The other film makers are Cameroon’s Jude Fokwang a professor in Denver, USA, Balaraba Ramat Yakubu of Kano, also a younger sister of the late Nigerian Head of State Murtala Ramat Mohammed and Okhomina Joseph a film school student.
Imasuen’s new and yet to be released film ‘Family First’ made by graduates of Benin Film Academy received the ‘Best Film Award’ while Tade Ogidan’s film now running in the cinemas ‘Gold Statue’ won the Best Feature Film Award.
In another masterstroke, Benin Film Academy (BFA) production ‘Depression’, a short film Produced, directed and screened by all BFA graduates won the best short film.
BFA’s short film, ‘Depression’ may have beaten some of the very intense short films on the final shortlist because of the issue of great importance that is its theme which the school graduate dealt with professionally.
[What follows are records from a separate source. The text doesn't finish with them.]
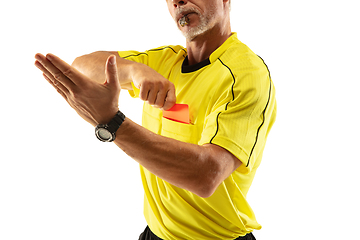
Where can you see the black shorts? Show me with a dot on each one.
(149, 235)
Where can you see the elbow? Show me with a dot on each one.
(207, 184)
(206, 190)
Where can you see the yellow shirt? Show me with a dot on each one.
(232, 104)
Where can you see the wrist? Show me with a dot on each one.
(107, 132)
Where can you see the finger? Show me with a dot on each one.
(53, 72)
(160, 98)
(58, 89)
(152, 95)
(50, 77)
(111, 71)
(65, 73)
(144, 92)
(170, 99)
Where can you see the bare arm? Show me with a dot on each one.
(198, 169)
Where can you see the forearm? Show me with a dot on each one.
(93, 66)
(184, 165)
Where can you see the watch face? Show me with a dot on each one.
(104, 134)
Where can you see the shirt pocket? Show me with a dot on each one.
(180, 131)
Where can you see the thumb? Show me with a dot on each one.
(111, 71)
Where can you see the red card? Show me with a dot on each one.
(178, 113)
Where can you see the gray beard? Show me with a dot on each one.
(204, 25)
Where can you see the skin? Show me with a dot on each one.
(93, 83)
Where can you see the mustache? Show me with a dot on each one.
(182, 11)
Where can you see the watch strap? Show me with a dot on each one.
(116, 122)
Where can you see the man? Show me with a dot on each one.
(196, 173)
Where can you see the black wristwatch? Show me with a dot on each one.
(107, 132)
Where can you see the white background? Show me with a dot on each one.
(57, 181)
Lancelot Imasuen’s ‘Family First’ which also parades students and graduants of Benin Film Academy as it’s characters, is the story of family bonding and the preservation of the family tie at a time of social insecurity, upheavals and economic turbulence.
Tade Ogidan’s ‘Gold Statue’, a resounding social message about the aspirations of the young in society whose quest to get marvelously rich even in the face of grave danger to itself and at the risk of the desecration of sacred monuments and assets strikes at another theme of social resonance.
The Best Indigenous Language Film Award went to the film ‘Palace Coup’ a Hausa language film set in the early nineteenth century Kano and produced by Balaraba Ramat Mohammed.
The Best Documentary Film Award went to ‘Something New In Old Town’ by Jude Fokwang which is set in contemporary Cameroon.